MedLA: A Logic-Driven Multi-Agent Framework for Complex Medical Reasoning with Large Language Models

TL;DR

MedLA tackles trustworthy medical reasoning with large language models by introducing a logic-driven multi-agent framework that encodes reasoning as explicit syllogism-based trees. The system decomposes queries into major and minor premises, delegates subproblems to specialized agents, and conducts multi-round, graph-guided discussions to align and refine the reasoning structure, aided by a credibility module. It achieves state-of-the-art performance on MedDDx and standard medical QA benchmarks, scales across open-source and commercial backbones, and provides interpretable, premise-level traceability without requiring retrieval or fine-tuning. The approach enhances reliability, detectability of inconsistencies, and robustness in clinical decision support, offering a generalizable paradigm for trustworthy medical AI reasoning.

Abstract

Answering complex medical questions requires not only domain expertise and patient-specific information, but also structured and multi-perspective reasoning. Existing multi-agent approaches often rely on fixed roles or shallow interaction prompts, limiting their ability to detect and resolve fine-grained logical inconsistencies. To address this, we propose \textsc{MedLA}, a logic-driven multi-agent framework built on large language models. Each agent organizes its reasoning process into an explicit logical tree based on syllogistic triads (major premise, minor premise, and conclusion), enabling transparent inference and premise-level alignment. Agents engage in a multi-round, graph-guided discussion to compare and iteratively refine their logic trees, achieving consensus through error correction and contradiction resolution.
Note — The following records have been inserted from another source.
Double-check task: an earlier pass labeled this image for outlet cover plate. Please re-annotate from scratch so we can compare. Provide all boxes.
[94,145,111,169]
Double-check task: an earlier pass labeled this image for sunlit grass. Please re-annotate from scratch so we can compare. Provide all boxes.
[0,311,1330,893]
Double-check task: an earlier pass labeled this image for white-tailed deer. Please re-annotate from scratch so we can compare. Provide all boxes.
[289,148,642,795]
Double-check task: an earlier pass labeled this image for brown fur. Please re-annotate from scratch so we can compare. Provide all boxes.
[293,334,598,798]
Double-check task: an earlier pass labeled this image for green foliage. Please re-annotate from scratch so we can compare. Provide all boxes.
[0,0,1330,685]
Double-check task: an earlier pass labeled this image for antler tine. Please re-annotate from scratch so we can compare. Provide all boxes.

We demonstrate that \textsc{MedLA} consistently outperforms both static role-based systems and single-agent baselines on challenging benchmarks such as MedDDx and standard medical QA tasks. Furthermore, \textsc{MedLA} scales effectively across both open-source and commercial LLM backbones, achieving state-of-the-art performance and offering a generalizable paradigm for trustworthy medical reasoning.

Paper Structure

This paper contains 13 sections, 5 equations, 4 figures, 5 tables.

Figures (4)

  • Figure 1: (a) Comparison between traditional role-based agent discussions and our proposed logic-based framework. (b) Performance and parameter comparison of MedLA with existing systems. (a-Left) Traditional systems (e.g., MedAgent) assign agents fixed roles and aggregate their conclusions, leading to superficial discussions and difficulty identifying the root of disagreement. (a-Right) Our approach models each agent's reasoning as a logic tree, enabling inter-agent analysis of logical and knowledge-based inconsistencies. (b) MedLA outperforms existing systems in the average accuracy of two benchmarks, demonstrating its effectiveness in handling complex medical reasoning tasks.
  • Figure 2: Overview of the proposed MedLA for complex medical reasoning. The system decomposes a medical query into logical sub-tasks, dynamically invokes specialized agents, and engages in collaborative reasoning to generate comprehensive answers.
  • Figure 3: Performance comparison of MedLA with LLaMA3.1-8B at different levels of difficulty on the MedDDx benchmark. Error bars represent SD.
  • Figure 4: MedLA leads to more effective collaboration between agents than a baseline majority-voting method. Accuracy rises steadily with both agent count and temperature.